The Day

Repairman has been feeding strangers on Thanksgivi­ng since 1985

Repairman has been feeding strangers since 1985

- By CATHY FREE

For his first Thanksgivi­ng alone in 1985, Scott Macaulay was thinking that he would have to heat up a frozen turkey dinner and turn on a football game to stifle the silence in his apartment near Boston.

With his parents recently divorced and “nobody talking to anybody,” he said, “I was looking at a pretty rotten Thanksgivi­ng. And I absolutely hate to eat alone.”

Then Macaulay, a divorced vacuum cleaner repairman, had an idea: What if he took out an ad in his hometown paper, the Melrose Free Press, and invited 12 strangers to join him for Thanksgivi­ng dinner? It seemed like a manageable number to host at the First Baptist Church he attended — and, yeah, it was a little crazy, but it had to be better than being lonely.

“I knew that I couldn’t be the only one in this situation,” he said. “There had to be at least a dozen people out there who didn’t want to spend Thanksgivi­ng Day alone.” Actually, more. Since those 12 strangers gathered around his table for turkey, stuffing and pumpkin pie 33 years ago, Macaulay has made his free feast an annual event, inviting anyone to make a reservatio­n by calling his office phone number that’s printed in the paper. He does not own a cellphone or computer. Through the years, he has fed plenty of widows, widowers, homeless people, college kids who can’t make it home — even the guest who crawled under the table a few years ago. All are welcome.

In the town of 27,000 about 10 miles northwest of Boston, Macaulay feeds 60 to 100 people every year. When the oven broke at his church one Thanksgivi­ng, he moved the repast to the basement of Melrose’s Green Street Baptist Church, which now donates space for the dinner every year.

About a week before Thanksgivi­ng, Macaulay, 57, who owns and lives above Macaulay’s House of Vacuum Cleaners, goes grocery shopping and buys everything himself, though he prefers not to say how much it all costs him because “that would take away the spirit of it.” Asked again, he said the total exceeds $1,000.

The menu includes four large turkeys, five kinds of pie (pumpkin, apple, mince, cherry and the ever-popular Hershey’s frozen sundae pie), sweet potatoes, stuffing, mashed potatoes with gravy, butternut squash, cranberrie­s, fruit cups and rolls with butter. He stores it all in refrigerat­ors at the church until the morning of the feast.

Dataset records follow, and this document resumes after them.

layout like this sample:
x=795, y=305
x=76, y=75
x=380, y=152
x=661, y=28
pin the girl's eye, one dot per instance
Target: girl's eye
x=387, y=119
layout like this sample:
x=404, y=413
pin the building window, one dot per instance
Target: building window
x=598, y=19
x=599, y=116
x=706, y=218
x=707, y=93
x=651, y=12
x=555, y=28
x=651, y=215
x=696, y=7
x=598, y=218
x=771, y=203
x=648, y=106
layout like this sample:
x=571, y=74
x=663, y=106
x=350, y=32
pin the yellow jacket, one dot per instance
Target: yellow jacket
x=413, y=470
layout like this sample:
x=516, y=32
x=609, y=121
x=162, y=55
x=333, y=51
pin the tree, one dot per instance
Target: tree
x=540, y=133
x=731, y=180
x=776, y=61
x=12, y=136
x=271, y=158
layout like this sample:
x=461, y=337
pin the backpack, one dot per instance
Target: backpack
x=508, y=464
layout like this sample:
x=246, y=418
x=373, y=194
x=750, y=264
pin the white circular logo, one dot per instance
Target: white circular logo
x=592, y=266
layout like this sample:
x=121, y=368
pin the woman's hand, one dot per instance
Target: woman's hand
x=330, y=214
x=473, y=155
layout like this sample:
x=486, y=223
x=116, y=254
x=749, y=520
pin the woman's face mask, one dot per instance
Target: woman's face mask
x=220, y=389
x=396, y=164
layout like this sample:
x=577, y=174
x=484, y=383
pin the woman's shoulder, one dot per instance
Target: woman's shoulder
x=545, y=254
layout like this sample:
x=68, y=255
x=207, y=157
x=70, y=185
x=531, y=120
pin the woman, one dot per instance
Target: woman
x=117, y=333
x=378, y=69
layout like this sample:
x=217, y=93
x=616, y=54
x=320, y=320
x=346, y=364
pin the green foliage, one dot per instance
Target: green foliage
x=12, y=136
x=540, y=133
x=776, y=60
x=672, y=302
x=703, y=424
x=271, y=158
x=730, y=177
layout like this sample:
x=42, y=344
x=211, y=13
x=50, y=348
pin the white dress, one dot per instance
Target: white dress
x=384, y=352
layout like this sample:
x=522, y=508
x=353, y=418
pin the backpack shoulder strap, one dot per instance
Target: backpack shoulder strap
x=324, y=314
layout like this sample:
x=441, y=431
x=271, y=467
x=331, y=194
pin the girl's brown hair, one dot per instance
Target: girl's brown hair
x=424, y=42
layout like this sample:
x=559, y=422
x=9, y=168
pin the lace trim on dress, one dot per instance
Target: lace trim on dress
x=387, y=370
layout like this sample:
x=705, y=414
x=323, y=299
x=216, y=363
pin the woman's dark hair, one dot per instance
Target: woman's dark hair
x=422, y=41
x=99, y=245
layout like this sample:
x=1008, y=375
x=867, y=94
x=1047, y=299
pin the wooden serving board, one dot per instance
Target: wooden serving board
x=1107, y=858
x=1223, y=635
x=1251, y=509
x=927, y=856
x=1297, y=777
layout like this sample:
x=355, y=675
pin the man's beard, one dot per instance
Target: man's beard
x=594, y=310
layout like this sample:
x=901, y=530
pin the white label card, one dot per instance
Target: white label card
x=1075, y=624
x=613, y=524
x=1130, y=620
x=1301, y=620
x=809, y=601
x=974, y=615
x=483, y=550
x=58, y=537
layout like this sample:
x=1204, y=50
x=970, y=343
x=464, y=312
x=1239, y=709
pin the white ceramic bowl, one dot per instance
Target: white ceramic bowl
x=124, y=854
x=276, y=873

A few days beforehand, he hauls in sofas, recliners, oriental rugs and even a couple of fake fireplaces, and decorates a rec hall to resemble a cozy living room. Candlestic­ks and cloth napkins are placed on tables, curtains are hung in the windows, and adjoining rooms are set up for guests to relax and get to know one another over appetizers: chips and dip in one room and cheese and crackers in the next.

“This isn’t about the food, though,” Macaulay said. “It’s about having a place to go. Silence is unbearable, especially on Thanksgivi­ng. My goal is always to replicate the feeling of having a nice dinner in somebody’s home.”

Reservatio­ns usually come in at the last minute, he said, “because everyone is hoping for a better offer.” After 32 Thanksgivi­ngs, Macaulay can laugh about it and never takes offense. He’s made dozens of friends and an equal number of memories.

“There was a guy one year who’d just lost his wife,” he said. “And after dinner, he put on her old apron and helped me to do the dishes.”

One year, he said, an elderly woman paid $200 for an ambulance to drive her to the church from her nursing home. She arrived decked out in fancy clothes and told Macaulay she hadn’t been out in seven years. She cried when dinner was over.

Last year, two people showed up with service dogs.

Another year, Macaulay took a plate out to a woman who was living in her car and was too ashamed of her plight to come inside until almost everyone had gone home.

“She came in to get some leftovers,” Macaulay recalled. “And she sang ‘Amazing Grace’ with this incredible voice. What a year that was.”

Then there was the time his parents both showed up. Macaulay’s mother was dying of breast cancer and wanted to be with family. So did his dad.

“There they were, sitting on the couch together,” he said, “holding each other’s hand, years after their divorce. I can still see them sitting there. That’s a happy memory.”

Infants have spent their first Thanksgivi­ng with Macaulay, and more than a few elderly people have sat down for their last. Some people return year after year to relax with strangers in front of a faux fireplace.

Geoff Shanklin, 65, who lives alone and has attended every dinner, said he watches in admiration each year when Macaulay makes the dinner happen.